С первых дней войны бульбовцы бесчинствовали в тылу Красной Армии и с первого дня оккупации пришли на службу к фашистам. Захваченный Бельтюковым бульбовский полковник рассказал, что в начале августа 1941 года Боровец обратился к командованию 213-й немецкой дивизии за официальным разрешением сформировать «украинские казачьи отряды», а когда его спросили о целях, ответил: «Борьба с большевиками». Фашисты разрешили ему набрать тысячу человек и потребовали, чтобы они в первую очередь вели борьбу с партизанами и парашютистами – только тогда им будут выданы оружие и форма. Девятнадцатого августа 1941 года в газете «Гайдамаки» был опубликован приказ, начинающийся словами: «По приказу немецко-украинской власти я принимаю командование» – и подписанный: «Атаман Тарас Бульба». Так «узаконена» была «Полиська Сичь», и надо сказать, что она верно служила своим хозяевам. Бульбовцы участвовали в экспедициях против партизан, несли охрану концлагерей и загоняли туда своих соотечественников, работали по восстановлению всех видов транспорта и связи, ставили кресты с надписями: «Хайль Гитлер и Бандера».

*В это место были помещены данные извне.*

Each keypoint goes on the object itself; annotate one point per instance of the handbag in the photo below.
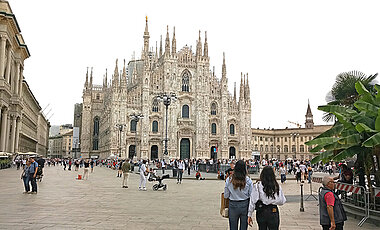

О том, как старательны и угодливы были эти фашистские прихвостни, выбалтывала та же газета «Гайдамаки». В Олевск, где стоял гарнизон Полесской Сечи, пятнадцатого сентября 1941 года прибыл отряд немецких фашистов под командой гауптмана Шульца. Гауптман не такой уж большой чин, но «атаман Тарас Бульба» вышел навстречу ему и, как начальнику, доложил о выполненных операциях. «Доклад пана атамана гауптман выслушал с большим интересом», – восхищалась газета, – даже «поблагодарил за нашу тяжелую работу по очистке болотисто-лесистой местности от большевистских партизан» и «подчеркнул большое значение нашего отряда, как помощника немецких вооруженных сил в неприступных для немецкого воина полесских окраинах». Статья называлась «Братство по оружию», и гауптман Шульц провозгласил перед строем: «Хайль Украина!», а бульбовцы отвечали: «Хайль Гитлер!» В карательной экспедиции против украинского народа сотня бульбовцев выступила впереди немецкого отряда, чтобы прикрывать его от возможного нападения и прокладывать дорогу. Комментарии, как говорится, излишни.
Старшина Бурханов
Постановка задачи
Радистка Н. С. Кокурина
Командир отряда К. М. Алексеев
С половины 1942 года националисты стали маскироваться: они уже не афишировали свое «братство по оружию» с гитлеровцами, они кричали, что уходят в подполье, начинают борьбу с немецким империализмом, становятся партизанами. На самом деле они, конечно, продолжали противопольскую, противорусскую и противоеврейскую агитацию, сопровождая ее кровавыми расправами и уверяя, что это делается для блага народа: если мы их не перережем – они нас перережут. Польские националисты на эти зверства начали отвечать убийствами, и это было на руку бульбовцам. Кое-где на людей, плохо разбирающихся в политике, их агитация производила впечатление.